Martin: Intro, CV disease, & Infection Flashcards
Which cell type is evident 12-24 hrs after acute CNS hypoxic/ischemic insult?
Red neurons (“red dead guys”)
Morphology of red neurons
- Shrinkage of cell body
- Pyknosis of nucleus
- Dissapearance of nucleolus
- Loss of nissl substance
- Intense eosinophilia of the cytoplasm
What are the hallmarks of subacute and chronic neuronal injury (i.e., degeneration)?
- Cell loss —> Apoptosis
- Reactive gliosis
What is gliosis?
Proliferation of astrocytes in response to brain injury
What is the axonal reaction?
Best seen where?
- Change observed in cell body during regeneration of the axon
- Best seen in anterior horn cells of SC when motor axons cut
Most important histopathologic indicator of CNS injury regardless of etiology?
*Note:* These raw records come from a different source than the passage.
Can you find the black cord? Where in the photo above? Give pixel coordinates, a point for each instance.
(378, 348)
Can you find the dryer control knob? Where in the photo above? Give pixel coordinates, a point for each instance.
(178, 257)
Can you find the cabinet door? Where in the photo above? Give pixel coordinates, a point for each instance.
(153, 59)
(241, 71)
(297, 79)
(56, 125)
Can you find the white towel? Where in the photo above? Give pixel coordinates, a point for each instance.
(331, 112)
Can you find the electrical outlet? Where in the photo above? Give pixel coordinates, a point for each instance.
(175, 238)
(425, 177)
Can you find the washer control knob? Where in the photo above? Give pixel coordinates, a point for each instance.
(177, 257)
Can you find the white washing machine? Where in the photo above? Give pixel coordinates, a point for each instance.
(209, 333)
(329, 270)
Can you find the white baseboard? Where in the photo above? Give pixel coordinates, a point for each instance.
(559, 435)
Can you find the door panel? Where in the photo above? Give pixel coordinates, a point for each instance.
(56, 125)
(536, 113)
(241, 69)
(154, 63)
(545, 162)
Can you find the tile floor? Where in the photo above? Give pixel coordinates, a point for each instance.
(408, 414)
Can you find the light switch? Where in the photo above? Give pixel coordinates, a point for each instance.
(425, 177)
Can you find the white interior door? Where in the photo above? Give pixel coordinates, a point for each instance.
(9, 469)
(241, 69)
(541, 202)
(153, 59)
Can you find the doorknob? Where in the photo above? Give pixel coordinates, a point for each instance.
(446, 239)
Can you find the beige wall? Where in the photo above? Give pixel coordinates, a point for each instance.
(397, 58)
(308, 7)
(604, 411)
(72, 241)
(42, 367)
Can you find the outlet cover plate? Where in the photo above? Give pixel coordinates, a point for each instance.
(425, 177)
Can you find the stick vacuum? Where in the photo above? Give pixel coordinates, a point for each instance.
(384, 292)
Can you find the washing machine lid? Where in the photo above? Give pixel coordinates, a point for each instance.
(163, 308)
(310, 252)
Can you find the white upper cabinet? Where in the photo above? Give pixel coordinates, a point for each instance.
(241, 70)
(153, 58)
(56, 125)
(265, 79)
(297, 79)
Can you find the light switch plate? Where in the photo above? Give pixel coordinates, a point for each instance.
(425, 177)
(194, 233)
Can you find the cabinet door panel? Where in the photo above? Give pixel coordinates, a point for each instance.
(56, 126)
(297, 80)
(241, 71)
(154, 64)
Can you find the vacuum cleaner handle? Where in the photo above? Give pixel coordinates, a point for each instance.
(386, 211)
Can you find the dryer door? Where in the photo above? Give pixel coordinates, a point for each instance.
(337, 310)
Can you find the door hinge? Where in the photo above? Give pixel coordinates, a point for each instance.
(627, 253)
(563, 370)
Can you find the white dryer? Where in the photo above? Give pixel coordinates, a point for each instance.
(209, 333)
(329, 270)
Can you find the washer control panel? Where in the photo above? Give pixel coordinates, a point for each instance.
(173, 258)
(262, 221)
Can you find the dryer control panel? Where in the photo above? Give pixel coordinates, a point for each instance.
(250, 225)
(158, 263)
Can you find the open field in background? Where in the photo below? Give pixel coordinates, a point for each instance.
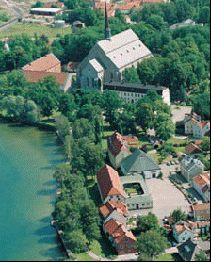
(31, 29)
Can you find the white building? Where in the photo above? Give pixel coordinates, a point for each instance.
(131, 93)
(109, 58)
(191, 168)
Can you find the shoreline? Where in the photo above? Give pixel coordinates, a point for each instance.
(45, 128)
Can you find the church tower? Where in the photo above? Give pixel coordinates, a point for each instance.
(107, 26)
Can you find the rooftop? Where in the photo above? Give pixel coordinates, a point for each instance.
(124, 48)
(36, 76)
(110, 206)
(117, 144)
(44, 63)
(202, 180)
(109, 182)
(187, 250)
(139, 162)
Characterized by what 2 things; what cell?
- Gliosis
- BOTH hypertrophy and hyperplasia of astrocytes
Which cells of the CNS are most sensitive to insult?
- Pyramidal neurons (hippocampus)
- Neocortical Betz cells
- Cerebella purkinje cells
Intracellular inclusions seen in herpes, rabies and cytomegalovirus?
Where specifically in the cell is each seen?
- Cowdry body (intranuclear): herpes
- Negri body (intracytoplasmic): rabies
- Both nucleus and cytoplasm: CMV
Intracytoplasmic inclusions seen in Alzheimer’s and Parkinson disease?
- Neurofibrillary tangles: Alzheimer’s disease
- Lewy bodies: Parkinson’s disease
__________ act as the metabolic buffers and detoxify the brain; also contributing to the BBB (foot processes)
Astrocytes
What is the intermediate filament found in Astrocytes and can be stained for?
GFAP
Gliomas are positive for which stain?
GFAP
What type of astrocyte is seen in pt’s with long-standing hyperammonemia due to chronic liver disease (will have flapping tremor of hands with extension of the wrist, asterixis), Wilson disease, or hereditary metabolic disorders of the urea cycle?
Alzheimer Type II Astrocyte
What type of cytoplasmic inclusion bodies are characteristic of Pilocytic Astrocytoma and also found in regions of long standing gliosis?
Rosenthal fibers
Which heat-shock proteins are found in Rosenthal Fibers?
- αB-crystallin
- hsp-27
*Also ubiquitin
What is Alexander disease and what cellular changes are seen in this disease?
- Leukodystrophy due to mutation in GFAP
- Rosenthal fibers, but more commonly seen are corpora amylacea (aka polyglucosan bodies)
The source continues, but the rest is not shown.